Çıktı kontrolü sonuçlara odaklanırken davranış kontrolü çıktıdan sorumlu olanların davranışlarına odaklanır. Bu bağlamda örgütler çıktılara yönelik çalışmaları değişik kural ve standartlara, çoğu kez resmen bağlarlar. Bu bir anlamda örgütün çıktıları elde etmek için yaptığı çalışmalarda uyması gereken davranış biçimlerinin belirlenmesi demektir.

Davranış kontrolü sistemlerinin en önemli öğesi etkili bir ödüllendirme sisteminin kurulmasıdır. İyi tasarlanmamış bir ödüllendirme sistemi faydadan çok zarar getirebilir.
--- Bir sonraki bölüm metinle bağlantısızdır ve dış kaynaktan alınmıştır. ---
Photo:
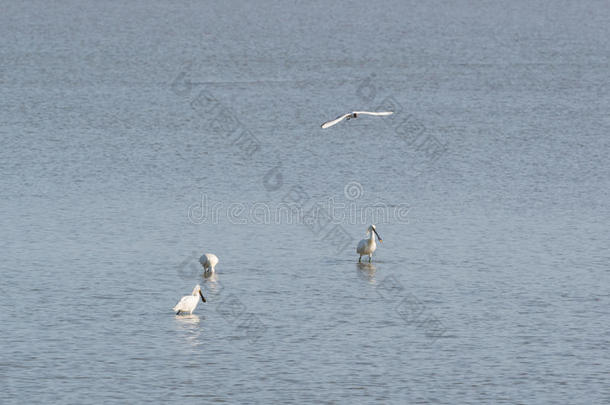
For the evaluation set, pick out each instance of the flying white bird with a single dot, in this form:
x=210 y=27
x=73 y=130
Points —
x=368 y=246
x=354 y=114
x=188 y=303
x=208 y=261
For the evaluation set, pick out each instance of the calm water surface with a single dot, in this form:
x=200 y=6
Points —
x=491 y=286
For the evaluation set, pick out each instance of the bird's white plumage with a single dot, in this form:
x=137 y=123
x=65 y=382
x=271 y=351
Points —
x=208 y=261
x=354 y=114
x=367 y=246
x=188 y=303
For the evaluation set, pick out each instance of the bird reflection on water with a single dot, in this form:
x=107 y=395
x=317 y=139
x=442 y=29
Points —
x=366 y=271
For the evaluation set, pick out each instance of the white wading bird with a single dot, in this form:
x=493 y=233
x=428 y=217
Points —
x=368 y=246
x=208 y=261
x=188 y=303
x=354 y=114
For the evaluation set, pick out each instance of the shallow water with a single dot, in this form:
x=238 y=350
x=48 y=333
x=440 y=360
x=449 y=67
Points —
x=490 y=286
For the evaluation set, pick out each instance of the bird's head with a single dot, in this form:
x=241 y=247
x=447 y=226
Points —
x=372 y=228
x=197 y=290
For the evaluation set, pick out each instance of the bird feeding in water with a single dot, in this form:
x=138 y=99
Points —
x=188 y=303
x=354 y=114
x=367 y=246
x=208 y=261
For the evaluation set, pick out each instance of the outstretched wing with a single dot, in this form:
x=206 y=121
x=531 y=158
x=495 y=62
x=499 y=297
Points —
x=335 y=121
x=380 y=113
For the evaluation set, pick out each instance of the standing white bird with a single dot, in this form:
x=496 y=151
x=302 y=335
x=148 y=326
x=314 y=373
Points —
x=188 y=303
x=354 y=114
x=367 y=246
x=208 y=261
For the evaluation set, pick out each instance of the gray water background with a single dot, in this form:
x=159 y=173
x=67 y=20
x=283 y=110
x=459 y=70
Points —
x=504 y=247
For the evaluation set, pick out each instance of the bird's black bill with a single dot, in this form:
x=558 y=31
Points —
x=378 y=237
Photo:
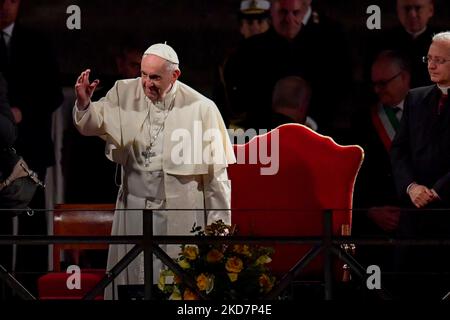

Örgüt çalışanları davranışlarını ödüllendirilen davranışlara uydurmaya çalışacaklarından görünürde örgüt yararına olan fakat aslında örgüte faydasız hatta zararlı davranışlar ortaya çıkabilir.

Çoğu kez resmen uygulanan ve sonuçların ölçülmesine dayalı çıktı kontrolü ve davranış biçimlerini belirleyen davranış kontrolü uygulamaları dışında kalan bir üçüncü çeşit kontrol oto-kontroldür. Oto-kontrol örgüt çalışanlarının kendilerini ve birbirlerini paylaşılan örgüt gelenekleri, değerleri, birey ve örgütün beklentileri ve kabul edilmiş etik kurallar çerçevesinde denetlemeleri ve uyarmalarıdır. Kurulması en zor kontrol sistemi oto-kontrol sistemidir.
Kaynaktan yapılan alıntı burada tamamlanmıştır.